Cevian-Partner Lars Förberg

Bekenntnisse eines Aktionärsaktivisten

Ein Interview mit Cevian-Partner und ABB-Verwaltungsrat Lars Förberg vermittelt tiefere Einblicke in die verschwiegene Welt der Renditejäger.

Bekenntnisse eines Aktionärsaktivisten

Erkenntnisse und Bekenntnisse eines Aktionärs-Aktivisten

Ein Interview mit Cevian-Partner und ABB-Verwaltungsrat Lars Förberg vermittelt tiefere Einblicke in die verschwiegene Welt der Renditejäger.

Von Daniel Zulauf, Zürich

"Ich fühle mich wie ein fünfjähriger Junge, der barfuß über eine Sommerwiese läuft", beschreibt Lars Förberg im Gespräch mit der Finanzzeitung "Dagens Industri" seinen aktuellen Gemütszustand. Das Selbstbild wirkt etwas eigenartig für einen 58-jährigen Mann, der es als knallhart rechnender und ebenso hart agierender Investor zum Milliardär gebracht hat.

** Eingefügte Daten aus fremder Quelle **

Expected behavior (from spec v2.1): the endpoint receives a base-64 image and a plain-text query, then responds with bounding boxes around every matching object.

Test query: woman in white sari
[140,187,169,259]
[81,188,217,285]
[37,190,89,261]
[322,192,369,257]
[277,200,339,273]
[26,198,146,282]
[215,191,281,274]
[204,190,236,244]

Förberg ist so etwas wie die schwedische Ausgabe von Martin Ebner – oder vielleicht eher so etwas wie dessen Nachfolger. Während der finanzielle Abstieg des einstigen Schweizer Manager-Schrecks und Firmenjägers vor über 20 Jahren im Zuge des Börsenkrachs und des Terroranschlags auf das New Yorker World Trade Center so richtig Fahrt aufnahm, stand die von Lars Förberg und dessen Partner Christer Gardell gegründete Investmentfirma Cevian gerade am Anfang ihres Aufstiegs.

Objekt der Begierde war sowohl für Martin Ebner wie auch für Förbergs Cevian der Elektrotechnikkonzern ABB. Das 1988 aus der Fusion der schwedischen Asea mit der schweizerischen BBC hervorgegangene Unternehmen war nach einer 20-jährigen Ära mit schwedischen Chefs wie Percy Banevik, Göran Lindahl oder Jürgen Centerman in eine existenzielle Krise geschlittert. Ebners hoch verschuldete BZ Gruppe war gezwungen, ihre ABB-Beteiligung in Höhe von fast 10 Prozent zum schlechtestmöglichen Zeitpunkt zu verkaufen.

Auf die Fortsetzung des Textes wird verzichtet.